Bone mineral density in children with myelomeningocele

Affiliations
Clinical Trial

Bone mineral density in children with myelomeningocele

A Quan et al. Pediatrics. 1998 Sep.

Abstract

Background: Difficulties with ambulation in patients with myelomeningocele often lead to physical inactivity, osteoporosis, and subsequent development of pathologic fractures.

Objective: The purpose of this study was to examine bone mineral density and biochemical markers of bone metabolism in patients with myelomeningocele.

Design and methods: A total of 35 patients between 6 and 19 years of age with myelomeningocele (ambulatory and nonambulatory) were randomly chosen at the Texas Scottish Rite Hospital for Children. We measured bone mineral density of the distal radius in these patients using single photon absorptiometry and measured the biochemical markers of bone metabolism including parathyroid hormone, 1,25 vitamin D, osteocalcin, urinary pyridinolines/deoxypyridinolines, and urinary calcium excretion.

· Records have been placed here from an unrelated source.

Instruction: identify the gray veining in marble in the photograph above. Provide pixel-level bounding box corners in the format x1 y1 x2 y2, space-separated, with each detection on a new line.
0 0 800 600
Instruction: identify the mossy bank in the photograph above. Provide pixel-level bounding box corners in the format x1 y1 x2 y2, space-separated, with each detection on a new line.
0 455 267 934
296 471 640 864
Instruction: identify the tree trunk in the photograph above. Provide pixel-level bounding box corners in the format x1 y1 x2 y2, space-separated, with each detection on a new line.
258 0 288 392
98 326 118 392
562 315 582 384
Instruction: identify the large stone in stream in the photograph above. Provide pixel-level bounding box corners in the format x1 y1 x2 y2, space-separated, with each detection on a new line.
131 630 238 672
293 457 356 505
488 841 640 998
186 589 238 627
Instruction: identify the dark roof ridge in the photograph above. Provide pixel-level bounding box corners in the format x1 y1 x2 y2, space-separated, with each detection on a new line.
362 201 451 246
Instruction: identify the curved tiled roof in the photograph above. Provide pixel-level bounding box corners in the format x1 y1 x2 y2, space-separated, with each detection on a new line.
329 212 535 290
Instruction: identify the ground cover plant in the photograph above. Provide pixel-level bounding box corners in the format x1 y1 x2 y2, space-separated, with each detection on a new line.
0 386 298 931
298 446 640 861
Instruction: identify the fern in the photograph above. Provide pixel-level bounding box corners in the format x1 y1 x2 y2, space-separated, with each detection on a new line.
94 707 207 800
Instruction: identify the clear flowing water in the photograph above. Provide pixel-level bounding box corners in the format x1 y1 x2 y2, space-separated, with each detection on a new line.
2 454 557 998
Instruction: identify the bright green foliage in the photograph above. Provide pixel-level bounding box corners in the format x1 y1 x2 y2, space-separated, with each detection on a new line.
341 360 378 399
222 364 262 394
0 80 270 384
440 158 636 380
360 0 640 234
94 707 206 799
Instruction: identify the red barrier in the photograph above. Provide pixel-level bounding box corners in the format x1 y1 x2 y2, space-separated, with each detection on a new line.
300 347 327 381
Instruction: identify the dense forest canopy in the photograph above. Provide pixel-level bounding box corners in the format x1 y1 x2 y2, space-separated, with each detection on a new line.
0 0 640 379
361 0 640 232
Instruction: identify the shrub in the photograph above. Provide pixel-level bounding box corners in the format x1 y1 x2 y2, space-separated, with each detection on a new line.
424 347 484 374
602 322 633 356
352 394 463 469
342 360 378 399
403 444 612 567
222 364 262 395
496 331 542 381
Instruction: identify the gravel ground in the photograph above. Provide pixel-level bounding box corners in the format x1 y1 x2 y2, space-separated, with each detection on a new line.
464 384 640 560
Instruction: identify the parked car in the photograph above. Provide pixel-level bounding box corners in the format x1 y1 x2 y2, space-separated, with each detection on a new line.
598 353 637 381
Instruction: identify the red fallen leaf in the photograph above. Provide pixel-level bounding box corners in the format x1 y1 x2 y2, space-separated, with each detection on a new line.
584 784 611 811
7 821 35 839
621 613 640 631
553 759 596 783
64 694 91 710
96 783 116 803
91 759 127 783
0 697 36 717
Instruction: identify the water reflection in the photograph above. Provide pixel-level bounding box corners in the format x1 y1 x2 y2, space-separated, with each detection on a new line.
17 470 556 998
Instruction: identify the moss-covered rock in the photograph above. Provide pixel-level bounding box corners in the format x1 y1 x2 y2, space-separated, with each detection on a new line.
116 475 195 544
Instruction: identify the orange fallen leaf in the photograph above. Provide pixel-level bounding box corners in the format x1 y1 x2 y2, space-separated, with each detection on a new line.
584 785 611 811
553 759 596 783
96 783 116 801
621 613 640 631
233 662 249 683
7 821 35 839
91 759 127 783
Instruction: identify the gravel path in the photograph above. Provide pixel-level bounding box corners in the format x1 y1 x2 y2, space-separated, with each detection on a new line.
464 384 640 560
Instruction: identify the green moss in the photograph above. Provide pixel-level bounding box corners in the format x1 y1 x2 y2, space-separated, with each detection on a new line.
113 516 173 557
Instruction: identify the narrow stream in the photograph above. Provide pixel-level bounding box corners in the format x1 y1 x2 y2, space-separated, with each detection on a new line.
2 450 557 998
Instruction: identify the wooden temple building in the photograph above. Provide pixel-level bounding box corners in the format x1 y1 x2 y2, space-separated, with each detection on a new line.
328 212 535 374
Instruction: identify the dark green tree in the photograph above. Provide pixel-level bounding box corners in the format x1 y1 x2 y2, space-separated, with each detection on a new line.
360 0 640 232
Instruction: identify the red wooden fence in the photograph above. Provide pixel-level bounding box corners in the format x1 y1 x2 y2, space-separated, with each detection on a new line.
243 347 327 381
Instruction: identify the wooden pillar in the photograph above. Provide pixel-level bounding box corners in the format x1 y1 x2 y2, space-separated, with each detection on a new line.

Results: Bone mineral density of the distal radius in the patients with myelomeningocele was approximately 1 to 2 standard deviation units below the mean of the normal population. There were no significant differences between ambulators and nonambulators. However, bone mineral density of the 8 patients who suffered multiple fractures (19) was significantly lower than that for those remaining patients without fractures. Elevated urinary pyridinoline levels, which indicate elevated bone reabsorption, were found more frequently in both non- and limited ambulators than in full-time ambulators. Urinary calcium excretion also was greater than twofold higher in nonambulatory patients versus ambulatory patients. There were no other differences in the biochemical markers of bone metabolism (osteocalcin, parathyroid hormone, 1,25 vitamin D, and urinary deoxypyridinolines) between ambulators and nonambulators. Bone mineral density rises in normal growing children 6 to 19 years of age. When the boys and girls were considered separately, bone mineral density rises with age in boys, but not in girls.

Conclusion: Patients with myelomeningocele have decreased bone mineral density and are at risk of suffering pathologic bone fractures. The measurement of bone mineral density may help to identify those patients at greatest risk of suffering multiple fractures. The urinary calcium excretion of nonambulators was higher than that of ambulators and likely contributes to their decreased bone mineral density. Bone mineral density increases with age in boys, but not in girls.